Quantum Wall Crossing in N=2 Gauge Theories
Tudor Dimofte, Sergei Gukov, Yan Soibelman
TL;DR
The study addresses refined and motivic wall-crossing in four-dimensional $\mathcal{N}=2$ $SU(2)$ gauge theories with $N_f<4$, testing the conjecture that refined invariants coincide with motivic DT invariants. It develops a comprehensive framework connecting BPS spectra to Calabi–Yau geometry, stable bundles on $\mathbb{F}_0$, quiver representations, and motivic DT theory, via quantum dilogarithm identities and wall-crossing factorization. The work provides explicit refined identities for $N_f=0,1,2,3$ and demonstrates how weak-coupling spectra correspond to stable bundles while strong-coupling data emerges from quiver representations, all within the geometric-engineering perspective.
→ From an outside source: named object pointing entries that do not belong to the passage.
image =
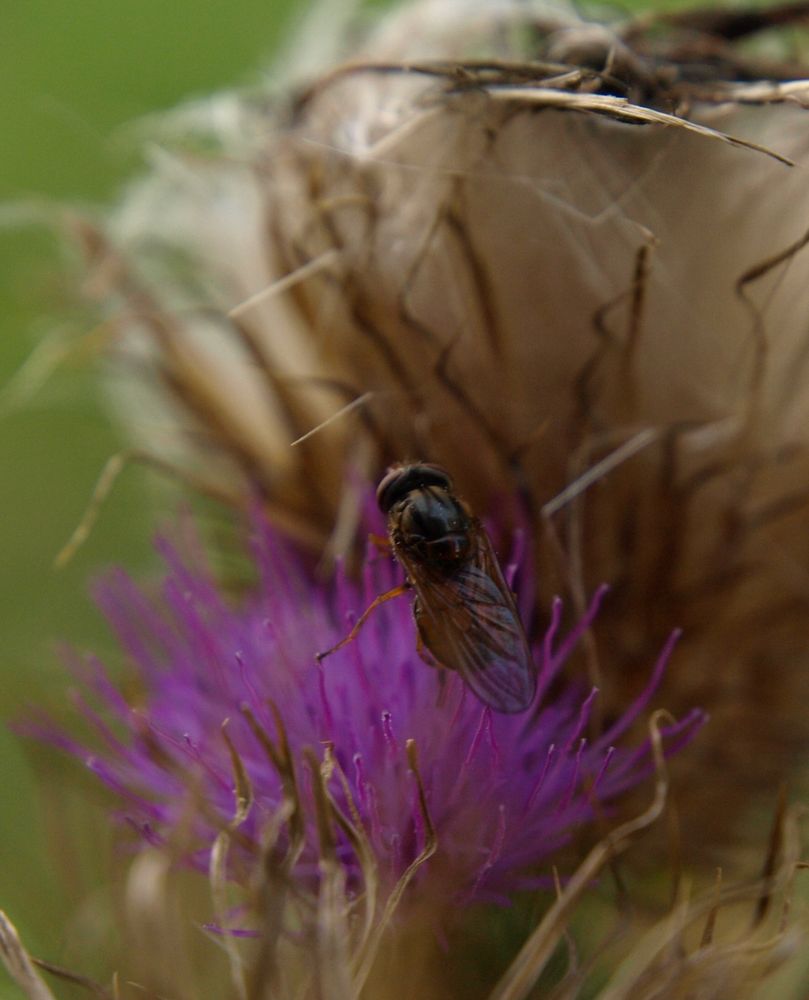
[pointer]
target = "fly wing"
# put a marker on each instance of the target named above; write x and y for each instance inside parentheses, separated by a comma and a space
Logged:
(470, 623)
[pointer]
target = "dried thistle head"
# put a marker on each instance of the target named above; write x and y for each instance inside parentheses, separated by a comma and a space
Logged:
(567, 261)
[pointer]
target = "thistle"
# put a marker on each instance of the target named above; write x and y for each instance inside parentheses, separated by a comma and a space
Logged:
(565, 260)
(560, 258)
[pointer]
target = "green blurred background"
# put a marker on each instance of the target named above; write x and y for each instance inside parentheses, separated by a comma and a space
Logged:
(72, 74)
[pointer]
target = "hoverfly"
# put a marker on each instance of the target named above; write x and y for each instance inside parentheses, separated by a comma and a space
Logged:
(465, 613)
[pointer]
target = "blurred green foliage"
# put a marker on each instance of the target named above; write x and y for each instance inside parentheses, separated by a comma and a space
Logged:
(72, 73)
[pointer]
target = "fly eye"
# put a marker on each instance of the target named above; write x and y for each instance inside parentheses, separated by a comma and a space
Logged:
(403, 479)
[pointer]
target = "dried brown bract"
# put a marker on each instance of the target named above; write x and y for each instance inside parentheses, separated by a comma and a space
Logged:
(565, 260)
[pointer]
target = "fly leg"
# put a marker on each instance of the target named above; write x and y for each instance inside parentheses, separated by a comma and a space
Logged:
(363, 618)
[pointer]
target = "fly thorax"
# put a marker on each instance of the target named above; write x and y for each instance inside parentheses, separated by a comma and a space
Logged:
(434, 525)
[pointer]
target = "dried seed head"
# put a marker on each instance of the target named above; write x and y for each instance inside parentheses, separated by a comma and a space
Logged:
(561, 259)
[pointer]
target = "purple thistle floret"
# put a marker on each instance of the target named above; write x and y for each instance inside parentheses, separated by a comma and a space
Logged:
(502, 792)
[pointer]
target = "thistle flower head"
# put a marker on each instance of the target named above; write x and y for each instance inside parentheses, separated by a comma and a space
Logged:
(603, 215)
(416, 768)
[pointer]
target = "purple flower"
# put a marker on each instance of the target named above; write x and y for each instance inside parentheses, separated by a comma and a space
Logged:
(414, 767)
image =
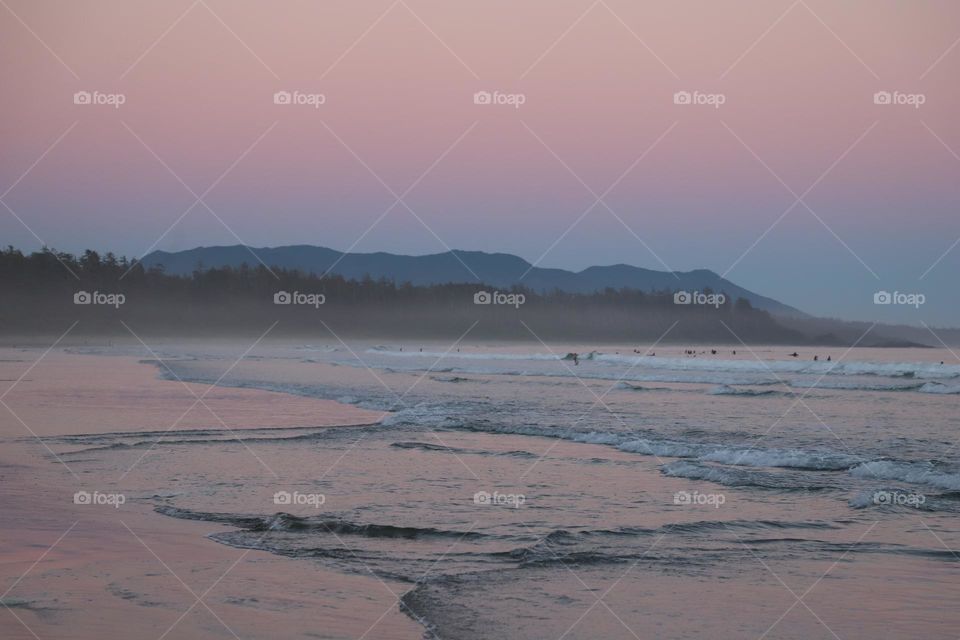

Overall, the results bolster the refined = motivic conjecture, illuminate deep links between BPS spectra in gauge theory and DT theory in mathematics, and offer concrete computational tools through quantum dilogarithm-based wall-crossing formulas and their motivic counterparts.
Abstract
We study refined and motivic wall-crossing formulas in N=2 supersymmetric gauge theories with SU(2) gauge group and N_f < 4 matter hypermultiplets in the fundamental representation. Such gauge theories provide an excellent testing ground for the conjecture that "refined = motivic."